Dan memasuki tahun 2000, dia diangkat sebagai perwira tinggi Laksamana Pertama. Setelah sempat ditugasi di sebagai Markas Besar Angkatan Bersenjata, dia kembali mengomandoi kapal perang Turki sejak 2002 dan sempat menjabat sebagai komandan Gugus Tempur Selatan.

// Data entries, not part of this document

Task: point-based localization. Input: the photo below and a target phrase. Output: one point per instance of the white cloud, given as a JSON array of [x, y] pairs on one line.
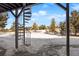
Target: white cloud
[[42, 13], [75, 7]]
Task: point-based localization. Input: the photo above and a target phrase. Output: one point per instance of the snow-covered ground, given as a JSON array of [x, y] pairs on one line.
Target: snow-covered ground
[[38, 39]]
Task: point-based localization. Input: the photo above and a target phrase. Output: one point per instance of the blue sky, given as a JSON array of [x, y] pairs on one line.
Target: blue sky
[[44, 13]]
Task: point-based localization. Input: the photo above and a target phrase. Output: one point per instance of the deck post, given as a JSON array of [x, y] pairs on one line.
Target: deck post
[[67, 30]]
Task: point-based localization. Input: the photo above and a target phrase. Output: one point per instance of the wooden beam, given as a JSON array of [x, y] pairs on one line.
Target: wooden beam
[[60, 5], [16, 29], [67, 31]]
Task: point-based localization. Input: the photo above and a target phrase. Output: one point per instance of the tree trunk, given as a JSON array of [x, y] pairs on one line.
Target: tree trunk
[[75, 32]]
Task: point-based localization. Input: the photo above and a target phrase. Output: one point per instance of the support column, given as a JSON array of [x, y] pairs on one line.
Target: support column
[[16, 29], [67, 30], [24, 27]]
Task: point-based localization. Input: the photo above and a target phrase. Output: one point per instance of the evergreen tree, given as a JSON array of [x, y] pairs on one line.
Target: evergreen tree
[[42, 27]]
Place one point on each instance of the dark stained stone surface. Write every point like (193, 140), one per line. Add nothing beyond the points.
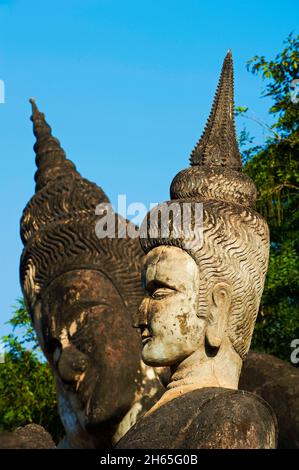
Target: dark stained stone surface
(209, 418)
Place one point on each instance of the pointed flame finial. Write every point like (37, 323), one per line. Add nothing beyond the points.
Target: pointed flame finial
(218, 144)
(50, 160)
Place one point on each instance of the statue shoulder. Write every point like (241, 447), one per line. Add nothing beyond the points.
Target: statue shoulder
(206, 418)
(237, 420)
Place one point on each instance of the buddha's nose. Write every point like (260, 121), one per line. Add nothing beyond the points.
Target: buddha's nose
(141, 320)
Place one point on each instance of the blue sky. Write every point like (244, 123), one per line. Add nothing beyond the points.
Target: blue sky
(126, 85)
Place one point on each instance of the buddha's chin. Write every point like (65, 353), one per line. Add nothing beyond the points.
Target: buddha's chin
(155, 354)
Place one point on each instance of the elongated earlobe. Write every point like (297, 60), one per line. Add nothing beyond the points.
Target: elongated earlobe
(219, 312)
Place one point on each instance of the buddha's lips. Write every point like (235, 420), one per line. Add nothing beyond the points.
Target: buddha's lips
(146, 339)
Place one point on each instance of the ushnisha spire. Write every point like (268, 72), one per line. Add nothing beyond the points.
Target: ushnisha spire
(50, 160)
(218, 144)
(216, 165)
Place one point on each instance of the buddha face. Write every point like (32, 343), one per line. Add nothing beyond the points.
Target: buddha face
(85, 331)
(168, 319)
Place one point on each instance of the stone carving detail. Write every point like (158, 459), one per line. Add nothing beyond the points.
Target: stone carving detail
(202, 300)
(82, 293)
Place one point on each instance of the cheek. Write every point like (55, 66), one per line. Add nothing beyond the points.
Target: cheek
(173, 317)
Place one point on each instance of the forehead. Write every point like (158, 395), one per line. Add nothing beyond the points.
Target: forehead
(170, 265)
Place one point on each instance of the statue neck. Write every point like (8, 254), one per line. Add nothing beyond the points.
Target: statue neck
(201, 371)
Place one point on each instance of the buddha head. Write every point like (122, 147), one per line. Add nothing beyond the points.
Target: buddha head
(203, 286)
(81, 292)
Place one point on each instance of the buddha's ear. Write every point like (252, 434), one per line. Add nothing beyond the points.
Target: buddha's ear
(218, 314)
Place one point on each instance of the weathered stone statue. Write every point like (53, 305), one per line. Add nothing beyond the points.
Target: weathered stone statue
(202, 298)
(81, 293)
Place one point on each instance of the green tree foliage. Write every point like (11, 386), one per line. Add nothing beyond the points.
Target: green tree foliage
(274, 168)
(27, 391)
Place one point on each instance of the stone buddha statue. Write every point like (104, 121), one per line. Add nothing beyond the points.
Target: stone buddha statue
(203, 284)
(82, 292)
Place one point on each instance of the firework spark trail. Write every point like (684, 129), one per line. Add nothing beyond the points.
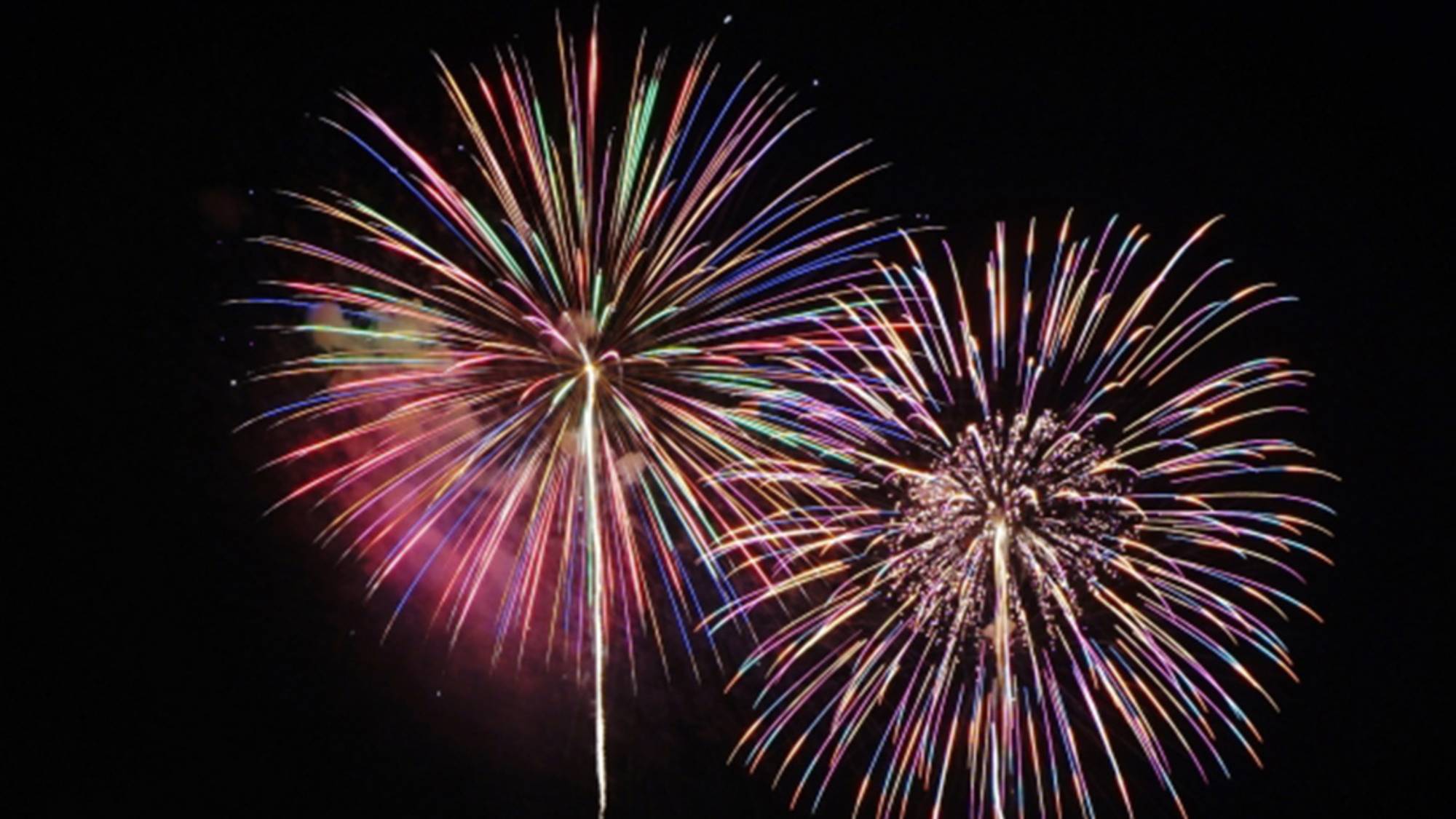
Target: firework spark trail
(526, 410)
(1016, 554)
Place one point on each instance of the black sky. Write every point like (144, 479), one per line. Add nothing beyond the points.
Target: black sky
(222, 666)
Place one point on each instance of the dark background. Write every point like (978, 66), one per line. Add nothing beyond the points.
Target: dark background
(218, 663)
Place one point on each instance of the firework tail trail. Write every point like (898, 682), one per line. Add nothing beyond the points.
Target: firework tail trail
(615, 290)
(1026, 538)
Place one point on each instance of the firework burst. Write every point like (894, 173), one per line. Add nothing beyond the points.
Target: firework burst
(523, 411)
(1037, 544)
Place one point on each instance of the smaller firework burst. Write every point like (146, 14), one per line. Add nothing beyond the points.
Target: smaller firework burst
(1036, 535)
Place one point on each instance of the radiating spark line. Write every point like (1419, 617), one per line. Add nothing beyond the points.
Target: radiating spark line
(1011, 554)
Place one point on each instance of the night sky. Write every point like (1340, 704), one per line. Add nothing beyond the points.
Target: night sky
(222, 665)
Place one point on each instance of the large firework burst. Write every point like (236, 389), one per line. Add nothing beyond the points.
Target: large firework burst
(1040, 538)
(523, 411)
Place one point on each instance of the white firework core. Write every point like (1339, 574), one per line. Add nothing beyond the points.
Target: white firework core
(1008, 526)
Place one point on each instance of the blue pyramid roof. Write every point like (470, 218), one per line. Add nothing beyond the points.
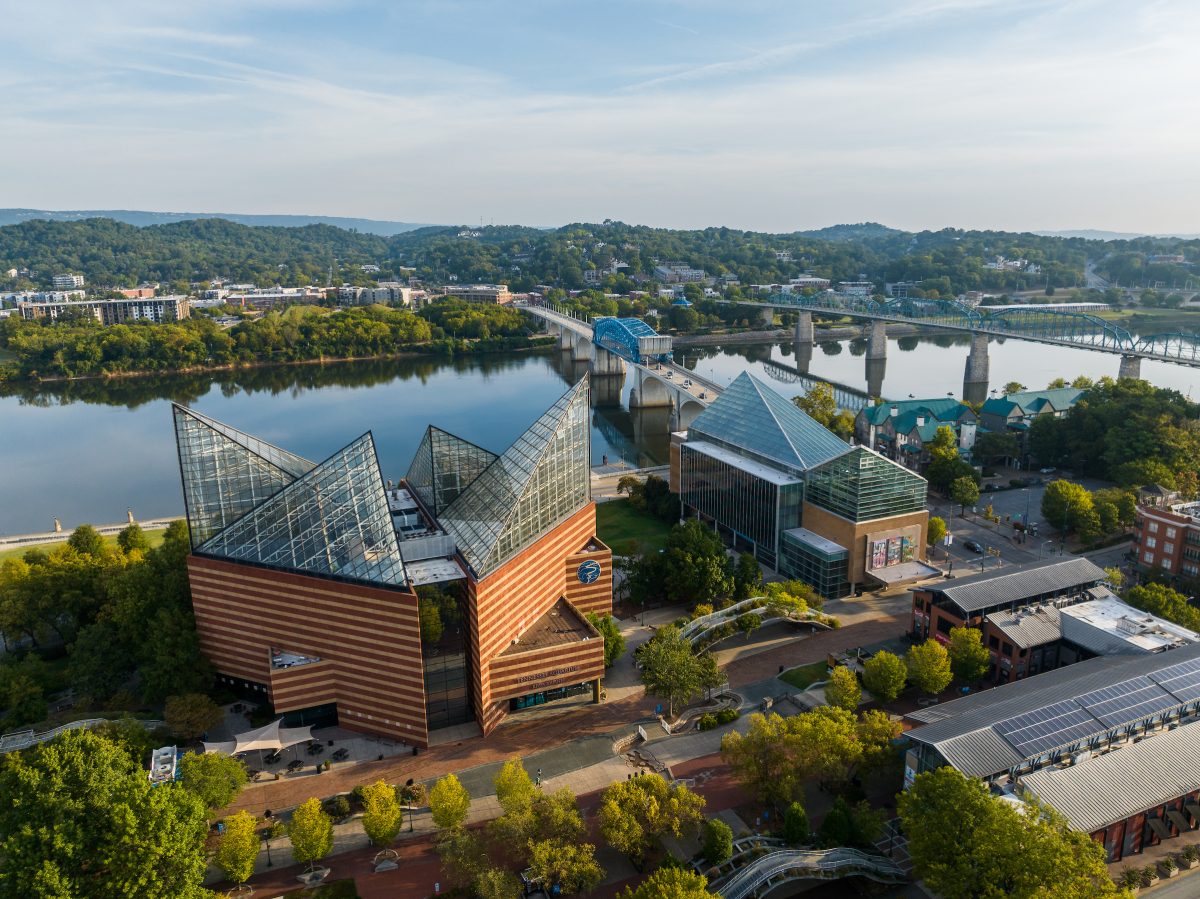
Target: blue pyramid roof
(751, 417)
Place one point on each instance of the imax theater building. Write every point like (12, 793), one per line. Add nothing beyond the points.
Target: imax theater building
(305, 575)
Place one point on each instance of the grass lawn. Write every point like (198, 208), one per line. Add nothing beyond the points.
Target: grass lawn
(154, 537)
(628, 531)
(803, 677)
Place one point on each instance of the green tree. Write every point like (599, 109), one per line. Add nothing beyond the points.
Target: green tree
(935, 531)
(671, 669)
(311, 832)
(843, 690)
(1165, 603)
(430, 617)
(747, 577)
(819, 403)
(214, 778)
(993, 445)
(382, 815)
(970, 658)
(718, 841)
(1063, 503)
(847, 825)
(885, 676)
(191, 715)
(449, 803)
(613, 640)
(87, 541)
(796, 825)
(79, 799)
(636, 814)
(965, 491)
(570, 865)
(238, 846)
(929, 666)
(132, 538)
(670, 883)
(999, 851)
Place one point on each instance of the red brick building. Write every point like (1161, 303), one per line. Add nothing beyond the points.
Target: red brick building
(306, 577)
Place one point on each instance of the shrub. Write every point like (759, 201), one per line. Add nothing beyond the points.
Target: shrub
(337, 807)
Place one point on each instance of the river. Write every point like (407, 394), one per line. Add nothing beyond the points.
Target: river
(84, 451)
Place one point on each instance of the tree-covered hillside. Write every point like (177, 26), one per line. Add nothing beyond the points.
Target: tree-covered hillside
(947, 262)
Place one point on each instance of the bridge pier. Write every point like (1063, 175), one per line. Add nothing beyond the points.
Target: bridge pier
(803, 335)
(875, 371)
(877, 340)
(1131, 367)
(803, 357)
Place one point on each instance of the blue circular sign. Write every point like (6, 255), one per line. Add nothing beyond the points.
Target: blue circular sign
(589, 571)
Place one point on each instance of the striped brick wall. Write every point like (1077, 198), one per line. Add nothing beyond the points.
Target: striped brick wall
(367, 639)
(502, 605)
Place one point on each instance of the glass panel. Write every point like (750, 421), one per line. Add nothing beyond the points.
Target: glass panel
(444, 466)
(333, 521)
(863, 485)
(226, 472)
(540, 480)
(754, 420)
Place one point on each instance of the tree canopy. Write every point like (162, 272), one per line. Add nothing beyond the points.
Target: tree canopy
(81, 817)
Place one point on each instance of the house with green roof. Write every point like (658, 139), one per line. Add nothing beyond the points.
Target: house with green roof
(784, 487)
(1017, 412)
(901, 430)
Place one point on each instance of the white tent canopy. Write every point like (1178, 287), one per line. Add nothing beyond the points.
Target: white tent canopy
(271, 737)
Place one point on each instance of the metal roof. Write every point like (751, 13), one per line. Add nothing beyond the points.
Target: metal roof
(1125, 781)
(963, 730)
(1032, 625)
(1019, 585)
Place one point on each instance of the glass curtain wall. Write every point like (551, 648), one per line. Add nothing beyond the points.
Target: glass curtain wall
(862, 486)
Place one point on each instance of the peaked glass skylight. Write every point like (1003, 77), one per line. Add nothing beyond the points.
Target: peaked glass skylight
(333, 521)
(444, 466)
(226, 472)
(540, 480)
(751, 418)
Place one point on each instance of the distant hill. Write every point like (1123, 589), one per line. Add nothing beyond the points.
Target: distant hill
(142, 219)
(1092, 234)
(851, 232)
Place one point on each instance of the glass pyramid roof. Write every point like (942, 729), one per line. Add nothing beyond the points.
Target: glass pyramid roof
(540, 480)
(331, 521)
(226, 472)
(444, 466)
(753, 418)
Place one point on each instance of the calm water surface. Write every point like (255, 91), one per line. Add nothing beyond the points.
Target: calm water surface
(85, 451)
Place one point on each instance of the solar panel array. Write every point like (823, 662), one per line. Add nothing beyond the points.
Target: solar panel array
(1047, 727)
(1181, 681)
(1090, 714)
(1127, 701)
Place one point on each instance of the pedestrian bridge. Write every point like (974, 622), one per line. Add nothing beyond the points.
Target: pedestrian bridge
(611, 345)
(1041, 325)
(762, 874)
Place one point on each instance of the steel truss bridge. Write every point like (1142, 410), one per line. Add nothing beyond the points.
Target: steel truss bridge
(1055, 327)
(845, 396)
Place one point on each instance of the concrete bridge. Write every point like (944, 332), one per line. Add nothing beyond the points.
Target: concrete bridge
(1060, 328)
(616, 346)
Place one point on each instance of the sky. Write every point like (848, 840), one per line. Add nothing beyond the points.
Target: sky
(760, 114)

Pangkatnya pun semakin naik menjadi Laksamana Muda pada tahun 2004 dimana dia diperintahkan untuk memimpin sebagai Komandan Pendidikan Perang Laut Turki, hingga Kepala Staf Armada Laut hingga 2009. Setelah itu, pangkatnya baru dinaikkan kembali sebagai Laksamana Madya pada 2009.

Dengan pangkat tertingginya itu dia mengaku siap gempur Rusia jika terjadi perang.